Tem 29 anos, é natural da Vila de Cucujães, mas fez todo o percurso escolar em S. João da Madeira.
Sara Ferreira Costa é licenciada em Estudos Orientais na Universidade do Minho, mestre em Estudos Interculturais Português/Chinês na Universidade do Minho e Universidade de Línguas Estrangeiras de Tianjin, China, e doutoranda em Relações Internacionais na Faculdade de Ciências Sociais e Humanas - Universidade Nova de Lisboa.
A experiência de ensino começou na Universidade do Minho e no Instituto Politécnico de Leiria. Atualmente, é diretora executiva do Centro de Língua Chinesa Portal Martim Moniz.
Sara F. Costa é viciada em viajar, adora cinema e séries, assume-se como ativista e ainda pratica Taekwondo nos tempos livres. Um outro lado de Sara F. Costa é a escrita, prosa ou poesia, através da qual já venceu por três vezes o Prémio Literário João da Silva Correia de S. João da Madeira. Por isso, a escritora e poetisa Sara F. Costa é bem conhecida dos sanjoanenses. E não só.

A escritora e poetisa Sara F. Costa é bem conhecida dos sanjoanenses. E não só.
Se calhar começávamos por conversar sobre a Sara F. Costa e a sua ligação aos Estudos Orientais e Interculturais.

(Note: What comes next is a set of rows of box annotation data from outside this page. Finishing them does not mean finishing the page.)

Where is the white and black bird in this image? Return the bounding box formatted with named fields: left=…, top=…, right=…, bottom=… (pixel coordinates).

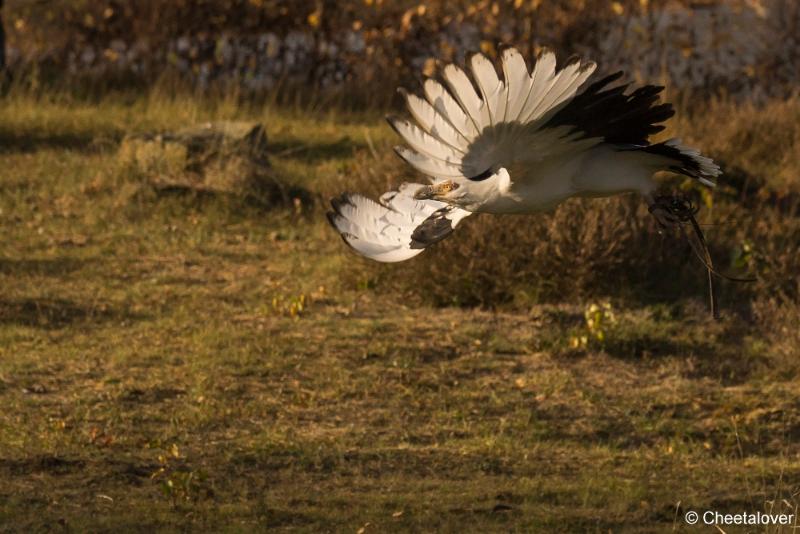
left=328, top=48, right=720, bottom=262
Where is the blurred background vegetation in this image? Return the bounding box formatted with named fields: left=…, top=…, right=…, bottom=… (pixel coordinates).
left=6, top=0, right=800, bottom=102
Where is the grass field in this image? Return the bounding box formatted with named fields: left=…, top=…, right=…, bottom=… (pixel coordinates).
left=0, top=90, right=800, bottom=533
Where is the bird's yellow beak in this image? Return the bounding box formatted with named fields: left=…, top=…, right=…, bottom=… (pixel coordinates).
left=414, top=180, right=459, bottom=200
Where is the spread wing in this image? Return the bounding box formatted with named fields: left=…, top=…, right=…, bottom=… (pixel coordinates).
left=389, top=48, right=602, bottom=186
left=328, top=184, right=470, bottom=263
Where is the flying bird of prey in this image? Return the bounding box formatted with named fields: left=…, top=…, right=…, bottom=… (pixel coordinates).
left=328, top=48, right=720, bottom=262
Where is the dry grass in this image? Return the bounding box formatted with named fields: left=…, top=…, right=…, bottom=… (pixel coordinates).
left=0, top=88, right=800, bottom=532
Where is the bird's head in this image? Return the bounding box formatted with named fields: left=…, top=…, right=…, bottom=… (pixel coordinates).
left=414, top=180, right=461, bottom=202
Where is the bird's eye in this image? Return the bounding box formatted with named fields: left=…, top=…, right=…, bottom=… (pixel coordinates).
left=470, top=167, right=493, bottom=182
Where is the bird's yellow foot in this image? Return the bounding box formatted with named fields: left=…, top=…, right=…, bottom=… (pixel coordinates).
left=647, top=195, right=698, bottom=228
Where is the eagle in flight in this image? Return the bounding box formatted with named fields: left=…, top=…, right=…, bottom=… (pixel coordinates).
left=328, top=48, right=720, bottom=262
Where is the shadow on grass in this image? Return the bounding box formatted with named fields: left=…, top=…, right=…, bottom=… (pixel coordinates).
left=0, top=258, right=86, bottom=276
left=0, top=130, right=111, bottom=154
left=0, top=298, right=142, bottom=329
left=268, top=137, right=366, bottom=163
left=0, top=455, right=85, bottom=476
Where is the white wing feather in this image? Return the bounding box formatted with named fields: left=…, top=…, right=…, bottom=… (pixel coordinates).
left=393, top=49, right=600, bottom=186
left=328, top=184, right=471, bottom=263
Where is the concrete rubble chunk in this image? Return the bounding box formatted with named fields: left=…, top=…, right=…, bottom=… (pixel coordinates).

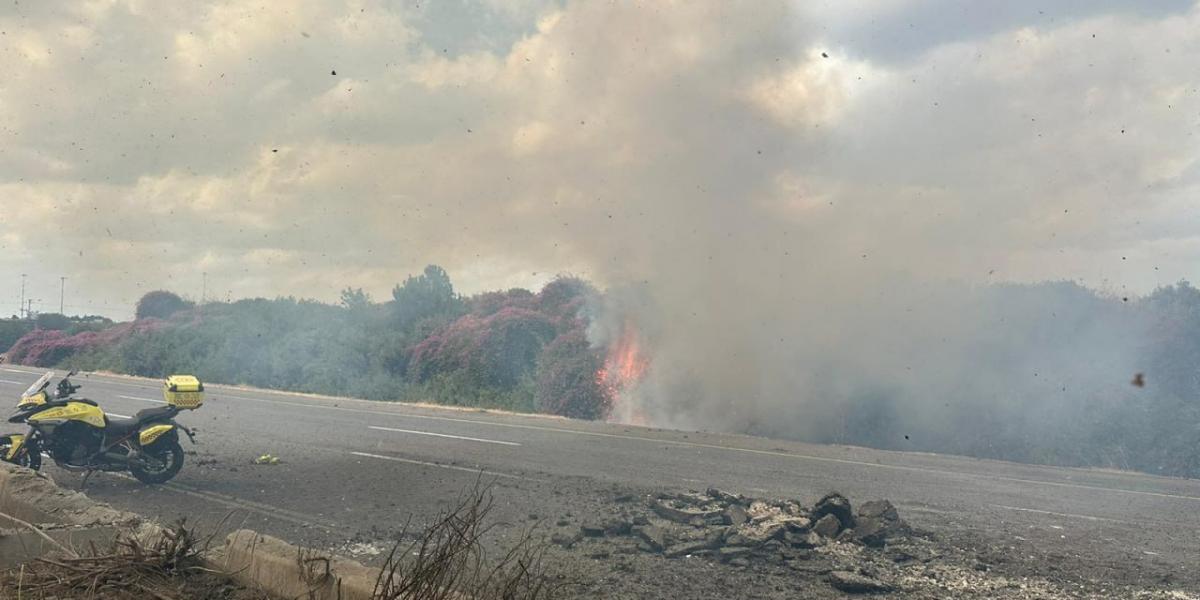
left=829, top=571, right=894, bottom=594
left=725, top=523, right=787, bottom=546
left=604, top=518, right=634, bottom=535
left=650, top=499, right=721, bottom=526
left=812, top=515, right=841, bottom=539
left=580, top=523, right=605, bottom=538
left=858, top=500, right=900, bottom=521
left=550, top=532, right=583, bottom=548
left=662, top=540, right=715, bottom=558
left=784, top=530, right=824, bottom=548
left=722, top=504, right=750, bottom=527
left=704, top=487, right=746, bottom=504
left=851, top=500, right=908, bottom=548
left=812, top=492, right=854, bottom=529
left=782, top=517, right=812, bottom=532
left=637, top=526, right=666, bottom=552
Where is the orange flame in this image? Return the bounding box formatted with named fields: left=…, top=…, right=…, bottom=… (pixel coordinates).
left=596, top=322, right=650, bottom=425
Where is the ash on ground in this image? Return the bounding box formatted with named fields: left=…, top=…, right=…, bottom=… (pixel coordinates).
left=551, top=488, right=913, bottom=593
left=551, top=488, right=1196, bottom=600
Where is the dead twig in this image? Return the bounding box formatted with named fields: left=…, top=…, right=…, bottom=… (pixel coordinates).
left=0, top=512, right=78, bottom=556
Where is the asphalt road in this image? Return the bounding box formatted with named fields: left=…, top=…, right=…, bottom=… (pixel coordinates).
left=0, top=365, right=1200, bottom=592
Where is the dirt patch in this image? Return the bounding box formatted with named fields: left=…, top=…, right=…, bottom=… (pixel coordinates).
left=530, top=490, right=1200, bottom=600
left=0, top=526, right=268, bottom=600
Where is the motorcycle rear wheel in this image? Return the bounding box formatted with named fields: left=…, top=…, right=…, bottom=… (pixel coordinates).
left=130, top=438, right=184, bottom=485
left=0, top=436, right=42, bottom=470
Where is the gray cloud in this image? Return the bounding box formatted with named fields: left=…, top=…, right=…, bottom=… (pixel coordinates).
left=0, top=0, right=1200, bottom=436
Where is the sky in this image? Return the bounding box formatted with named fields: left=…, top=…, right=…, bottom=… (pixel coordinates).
left=0, top=0, right=1200, bottom=321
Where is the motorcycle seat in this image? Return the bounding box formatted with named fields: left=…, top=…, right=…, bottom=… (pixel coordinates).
left=133, top=406, right=176, bottom=422
left=104, top=415, right=142, bottom=439
left=104, top=406, right=175, bottom=439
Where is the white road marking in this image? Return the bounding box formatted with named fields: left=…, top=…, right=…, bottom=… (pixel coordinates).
left=116, top=396, right=167, bottom=404
left=213, top=396, right=1200, bottom=502
left=350, top=452, right=541, bottom=481
left=68, top=370, right=1200, bottom=502
left=367, top=425, right=521, bottom=446
left=992, top=504, right=1130, bottom=529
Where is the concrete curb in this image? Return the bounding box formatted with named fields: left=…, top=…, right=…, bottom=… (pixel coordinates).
left=205, top=529, right=379, bottom=600
left=0, top=462, right=379, bottom=600
left=0, top=462, right=145, bottom=527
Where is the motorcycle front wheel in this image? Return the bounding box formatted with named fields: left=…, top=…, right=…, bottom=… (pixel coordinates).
left=0, top=436, right=42, bottom=470
left=130, top=438, right=184, bottom=484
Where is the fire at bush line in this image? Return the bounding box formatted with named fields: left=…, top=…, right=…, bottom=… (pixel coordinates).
left=0, top=0, right=1200, bottom=600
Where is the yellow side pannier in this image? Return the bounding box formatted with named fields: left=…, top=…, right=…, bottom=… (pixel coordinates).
left=162, top=376, right=204, bottom=408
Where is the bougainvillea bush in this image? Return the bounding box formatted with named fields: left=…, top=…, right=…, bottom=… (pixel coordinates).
left=0, top=271, right=604, bottom=418
left=7, top=319, right=163, bottom=367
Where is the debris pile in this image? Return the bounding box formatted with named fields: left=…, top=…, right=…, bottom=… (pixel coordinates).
left=561, top=488, right=910, bottom=565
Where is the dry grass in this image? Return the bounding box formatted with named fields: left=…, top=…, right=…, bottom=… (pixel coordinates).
left=0, top=522, right=262, bottom=600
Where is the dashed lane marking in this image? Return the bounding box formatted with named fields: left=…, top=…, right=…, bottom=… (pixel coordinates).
left=116, top=396, right=167, bottom=404
left=216, top=396, right=1200, bottom=502
left=992, top=504, right=1130, bottom=524
left=367, top=425, right=521, bottom=446
left=37, top=370, right=1200, bottom=502
left=350, top=452, right=541, bottom=481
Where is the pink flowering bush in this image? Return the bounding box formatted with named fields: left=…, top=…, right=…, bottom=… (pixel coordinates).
left=8, top=319, right=164, bottom=367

Desde miúda que via anime (desenhos animados japoneses) e me sentia profundamente atraída pela cultura asiática, qualquer coisa de inexplicável em relação à curiosidade que mantinha pelo Japão e, mais tarde, pela China e pela Coreia, a Ásia oriental. Quando a primeira licenciatura que incorporava língua chinesa e japonesa abriu, estava no 11.º ano e entrei na Licenciatura em Estudos Orientais (que agora se chama Línguas e Culturas Orientais) na Universidade do Minho, no seu segundo ano de existência. A partir daí desenvolvi os meus conhecimentos sobre história, geografia, economia e, claro, língua chinesa e língua japonesa. Esse curso tinha essas duas vertentes: China e Japão. Quando foi altura de estudar fora acabei por ir para a China porque recebi uma bolsa de estudo do governo chinês. Sempre fui muito sensível à perceção do "outro" numa perspetiva de um livro que muito me marcou, “O Orientalismo” de Edward Said, e como sempre me interessei pela cultura asiática, facilmente reconheci na minha educação formal o etnocentrismo europeu que limitava o nosso conhecimento das ciências sociais à nossa área geográfica. Sempre quis extravasar e ir mais além do que a escola me ensinava, pois há muitos mundos no mundo e eu queria conhecê-los a todos.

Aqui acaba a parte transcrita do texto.